BS: Commodities Drop as Dollar Climbs on China; Italian Bonds Rise
Commodities fell for a second day, Treasuries rose and the dollar strengthened after a report showed Chinese services industries expanded at the weakest pace since at least March 2011. Italian government bonds climbed for a fifth day after Portugal completed a debt exchange.
The Standard & Poor’s GSCI gauge of 24 raw materials dropped 0.7 percent at 7:39 a.m. New York time, led by crops, while oil slipped 0.7 percent. Treasury 10-year note yields slid to the lowest in more than three weeks and the dollar appreciated against all but one of its 16 major peers. Italy’s 10-year yield fell to the least in almost two weeks. Futures on the S&P 500 Index (HSCEI) were little changed. Financial markets in China and South Korea were closed.

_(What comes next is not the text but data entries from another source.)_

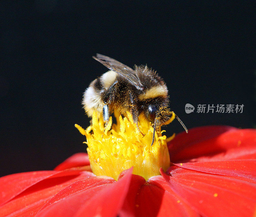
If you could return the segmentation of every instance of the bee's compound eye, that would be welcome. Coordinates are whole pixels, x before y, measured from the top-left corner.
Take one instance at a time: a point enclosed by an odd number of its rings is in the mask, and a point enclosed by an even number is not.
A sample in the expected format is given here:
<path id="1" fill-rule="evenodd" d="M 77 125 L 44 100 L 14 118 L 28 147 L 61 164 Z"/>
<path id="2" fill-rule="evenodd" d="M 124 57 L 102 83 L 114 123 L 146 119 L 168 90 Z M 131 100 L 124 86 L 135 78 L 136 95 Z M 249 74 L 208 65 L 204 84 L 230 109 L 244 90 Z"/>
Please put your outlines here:
<path id="1" fill-rule="evenodd" d="M 149 105 L 148 106 L 148 120 L 151 122 L 153 122 L 155 121 L 156 108 L 154 105 Z"/>

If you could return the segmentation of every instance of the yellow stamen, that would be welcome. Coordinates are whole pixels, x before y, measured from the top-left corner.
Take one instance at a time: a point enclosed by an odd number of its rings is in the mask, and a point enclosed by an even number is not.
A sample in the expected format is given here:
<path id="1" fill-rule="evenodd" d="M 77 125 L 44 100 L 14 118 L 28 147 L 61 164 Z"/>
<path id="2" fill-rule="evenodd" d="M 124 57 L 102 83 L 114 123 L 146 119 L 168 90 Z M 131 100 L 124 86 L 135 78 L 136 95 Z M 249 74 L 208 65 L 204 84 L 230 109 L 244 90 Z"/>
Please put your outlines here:
<path id="1" fill-rule="evenodd" d="M 139 117 L 139 128 L 145 134 L 143 136 L 129 112 L 123 118 L 116 111 L 114 115 L 117 123 L 112 125 L 111 129 L 111 117 L 105 128 L 102 118 L 98 117 L 96 112 L 92 116 L 92 125 L 86 130 L 75 125 L 86 136 L 87 151 L 93 173 L 116 180 L 122 171 L 133 167 L 133 173 L 147 180 L 159 175 L 160 167 L 166 170 L 170 166 L 170 160 L 166 136 L 162 135 L 164 131 L 159 129 L 156 132 L 151 146 L 153 128 L 150 122 Z"/>

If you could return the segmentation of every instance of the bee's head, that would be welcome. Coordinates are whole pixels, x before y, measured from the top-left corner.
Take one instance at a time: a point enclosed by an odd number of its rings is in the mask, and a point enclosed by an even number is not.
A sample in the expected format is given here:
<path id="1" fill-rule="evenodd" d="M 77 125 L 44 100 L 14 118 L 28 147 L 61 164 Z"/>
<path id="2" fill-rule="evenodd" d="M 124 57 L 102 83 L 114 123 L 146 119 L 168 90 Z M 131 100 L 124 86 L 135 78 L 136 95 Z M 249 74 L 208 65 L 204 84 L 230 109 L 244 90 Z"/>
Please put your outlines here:
<path id="1" fill-rule="evenodd" d="M 144 106 L 145 116 L 157 127 L 161 126 L 172 116 L 171 110 L 168 107 L 168 102 L 167 99 L 161 97 L 148 100 Z"/>

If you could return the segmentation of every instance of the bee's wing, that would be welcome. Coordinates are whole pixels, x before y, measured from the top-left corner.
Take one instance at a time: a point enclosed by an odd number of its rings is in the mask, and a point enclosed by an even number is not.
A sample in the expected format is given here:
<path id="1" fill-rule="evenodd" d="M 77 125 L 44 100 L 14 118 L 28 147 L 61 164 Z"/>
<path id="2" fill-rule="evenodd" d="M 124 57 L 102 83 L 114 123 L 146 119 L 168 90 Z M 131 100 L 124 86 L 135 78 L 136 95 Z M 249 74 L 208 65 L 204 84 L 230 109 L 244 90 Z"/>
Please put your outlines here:
<path id="1" fill-rule="evenodd" d="M 131 68 L 110 57 L 98 53 L 96 54 L 96 57 L 93 56 L 92 58 L 110 70 L 115 71 L 124 77 L 137 89 L 143 89 L 143 86 L 137 76 L 136 72 Z"/>

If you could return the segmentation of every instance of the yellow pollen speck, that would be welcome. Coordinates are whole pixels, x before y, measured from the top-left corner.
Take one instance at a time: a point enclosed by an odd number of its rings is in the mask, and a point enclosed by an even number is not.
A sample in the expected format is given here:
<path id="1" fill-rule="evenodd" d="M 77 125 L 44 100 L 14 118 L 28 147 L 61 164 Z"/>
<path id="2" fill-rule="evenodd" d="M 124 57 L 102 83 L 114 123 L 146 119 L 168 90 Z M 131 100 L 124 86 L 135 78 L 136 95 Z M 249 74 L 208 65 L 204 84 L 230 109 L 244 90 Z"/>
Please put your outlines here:
<path id="1" fill-rule="evenodd" d="M 116 180 L 121 172 L 132 167 L 133 174 L 147 180 L 160 175 L 160 167 L 166 170 L 170 166 L 170 157 L 166 136 L 162 135 L 160 128 L 156 131 L 151 146 L 153 128 L 150 122 L 139 117 L 139 127 L 145 134 L 143 136 L 133 123 L 131 114 L 127 112 L 123 118 L 116 111 L 114 113 L 116 123 L 112 124 L 111 118 L 106 127 L 102 118 L 96 112 L 92 115 L 92 125 L 86 129 L 75 125 L 86 136 L 87 151 L 93 173 Z"/>

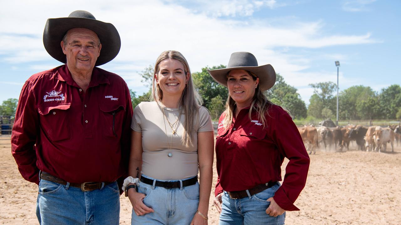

China’s purchasing managers’ index (MXEF) fell to 53.7 in September from 56.3 in August, according to the National Bureau of Statistics and China Federation of Logistics and Purchasing. U.S. employers added 140,000 workers in September, a release at 8:15 a.m. New York time from ADP Employer Services may show. Portuguese debt agency IGCP bought 3.76 billion euros ($4.9 billion) of bonds due next year in exchange for securities due in 2015 as the nation takes steps to return to international credit markets.
“The macro data is not going to come in such that risk assets will remain supported,” said Michael Leister, a fixed- income strategist at Commerzbank AG in London. “The cool-down in risk sentiment is going to set the tone for today.”
Stocks Volumes
The Stoxx Europe 600 Index (SXXP) of European shares slipped 0.1 percent. The volume of shares changing hands in the index’s companies was 18 percent less than the 30-day average, before a meeting of European Central Bank policy makers tomorrow, according to data compiled by Bloomberg.
FirstGroup Plc (FGP) plunged the most on record after the U.K. rail operator was stripped of the right to operate West Coast trains from London to Scotland. EasyJet Plc climbed 4 percent as Europe’s second-biggest discount airline said full-year earnings beat its forecasts.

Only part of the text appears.